Plasmodium diploglossi

Scientific classification
- Domain: Eukaryota
- Clade: Sar
- Clade: Alveolata
- Phylum: Apicomplexa
- Class: Aconoidasida
- Order: Haemospororida
- Family: Plasmodiidae
- Genus: Plasmodium
- Species: P. diploglossi
- Binomial name: Plasmodium diploglossi Aragio and Neiva, 1909

= Plasmodium diploglossi =

- Genus: Plasmodium
- Species: diploglossi
- Authority: Aragio and Neiva, 1909

Species of single-celled organism

Plasmodium diploglossi is a parasite of the genus Plasmodium subgenus Sauramoeba. As in all Plasmodium species, P. diploglossi has both vertebrate and insect hosts. The vertebrate hosts for this parasite are reptiles.

== Taxonomy ==
The parasite was first described by Aragio and Neiva in 1909. It is the type species of the subgenus Sauramoeba.

== Description ==
Pigment does not occupy a distinct vacuole but may be clumped.

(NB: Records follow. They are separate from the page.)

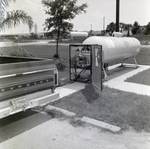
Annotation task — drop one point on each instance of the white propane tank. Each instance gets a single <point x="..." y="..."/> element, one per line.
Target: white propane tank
<point x="116" y="48"/>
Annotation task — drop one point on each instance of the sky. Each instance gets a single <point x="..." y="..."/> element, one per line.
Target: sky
<point x="130" y="11"/>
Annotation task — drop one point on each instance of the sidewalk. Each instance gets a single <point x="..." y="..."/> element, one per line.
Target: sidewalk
<point x="59" y="134"/>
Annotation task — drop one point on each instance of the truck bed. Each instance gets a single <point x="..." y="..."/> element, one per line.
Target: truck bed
<point x="22" y="76"/>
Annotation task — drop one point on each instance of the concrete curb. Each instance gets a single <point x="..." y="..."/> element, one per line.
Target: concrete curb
<point x="88" y="120"/>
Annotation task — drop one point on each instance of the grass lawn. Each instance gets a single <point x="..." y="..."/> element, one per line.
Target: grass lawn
<point x="141" y="78"/>
<point x="116" y="107"/>
<point x="113" y="106"/>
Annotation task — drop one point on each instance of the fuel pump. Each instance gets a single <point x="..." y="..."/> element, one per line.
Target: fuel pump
<point x="85" y="64"/>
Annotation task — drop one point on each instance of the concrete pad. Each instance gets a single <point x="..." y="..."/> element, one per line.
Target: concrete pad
<point x="120" y="84"/>
<point x="69" y="89"/>
<point x="65" y="112"/>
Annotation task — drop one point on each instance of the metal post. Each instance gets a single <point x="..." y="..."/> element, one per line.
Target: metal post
<point x="117" y="14"/>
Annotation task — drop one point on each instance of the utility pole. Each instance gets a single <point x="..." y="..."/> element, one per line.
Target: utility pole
<point x="117" y="14"/>
<point x="103" y="23"/>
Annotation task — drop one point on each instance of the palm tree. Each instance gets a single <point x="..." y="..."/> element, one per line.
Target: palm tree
<point x="13" y="18"/>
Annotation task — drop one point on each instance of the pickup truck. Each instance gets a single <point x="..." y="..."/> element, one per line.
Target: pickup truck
<point x="26" y="83"/>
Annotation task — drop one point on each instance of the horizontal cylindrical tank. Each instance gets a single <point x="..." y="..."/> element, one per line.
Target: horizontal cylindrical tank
<point x="116" y="48"/>
<point x="78" y="34"/>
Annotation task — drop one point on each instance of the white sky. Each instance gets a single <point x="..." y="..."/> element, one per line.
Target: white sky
<point x="130" y="11"/>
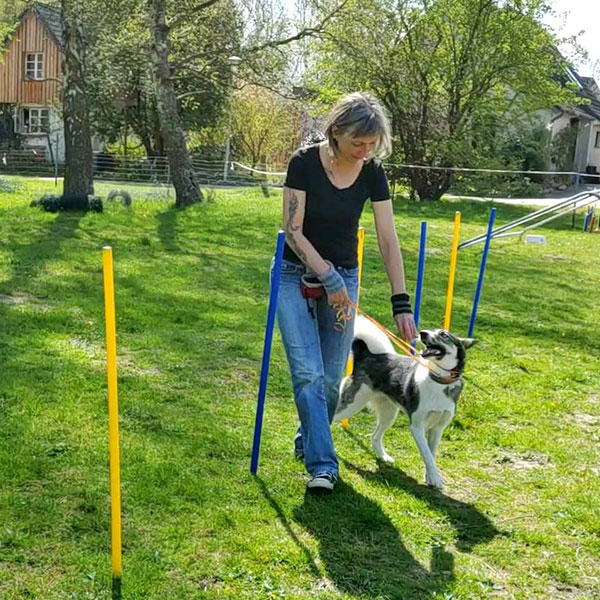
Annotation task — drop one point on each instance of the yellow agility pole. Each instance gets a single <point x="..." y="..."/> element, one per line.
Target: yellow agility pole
<point x="113" y="422"/>
<point x="360" y="251"/>
<point x="453" y="256"/>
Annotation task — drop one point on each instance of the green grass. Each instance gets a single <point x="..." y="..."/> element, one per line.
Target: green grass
<point x="519" y="518"/>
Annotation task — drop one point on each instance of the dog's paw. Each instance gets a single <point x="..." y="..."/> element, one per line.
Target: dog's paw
<point x="385" y="457"/>
<point x="434" y="479"/>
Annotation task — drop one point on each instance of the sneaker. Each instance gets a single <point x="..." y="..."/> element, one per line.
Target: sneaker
<point x="298" y="449"/>
<point x="322" y="482"/>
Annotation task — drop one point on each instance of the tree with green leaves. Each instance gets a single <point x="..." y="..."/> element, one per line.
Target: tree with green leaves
<point x="79" y="181"/>
<point x="266" y="127"/>
<point x="450" y="73"/>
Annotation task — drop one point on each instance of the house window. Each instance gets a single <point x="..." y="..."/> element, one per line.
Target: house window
<point x="35" y="120"/>
<point x="34" y="66"/>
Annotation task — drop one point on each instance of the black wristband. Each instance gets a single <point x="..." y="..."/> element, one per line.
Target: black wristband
<point x="401" y="304"/>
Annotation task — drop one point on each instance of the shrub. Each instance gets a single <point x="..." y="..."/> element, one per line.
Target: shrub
<point x="54" y="203"/>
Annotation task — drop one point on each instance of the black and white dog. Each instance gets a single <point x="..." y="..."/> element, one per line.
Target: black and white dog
<point x="389" y="382"/>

The large schizonts considerably enlarge the host erythrocyte and may completely encircle the host cell nucleus.

The mature gametocytes are broad.

Like the schizonts, the gametocytes may almost encircle the host cell nucleus.

A small cytoplasmic vacuole may be present in some gametocytes.

== Distribution ==
This species is found in eastern Panama.

== Hosts ==
This species infects the anguid lizard Diploglossus fasciatus and Mabuya mabouya.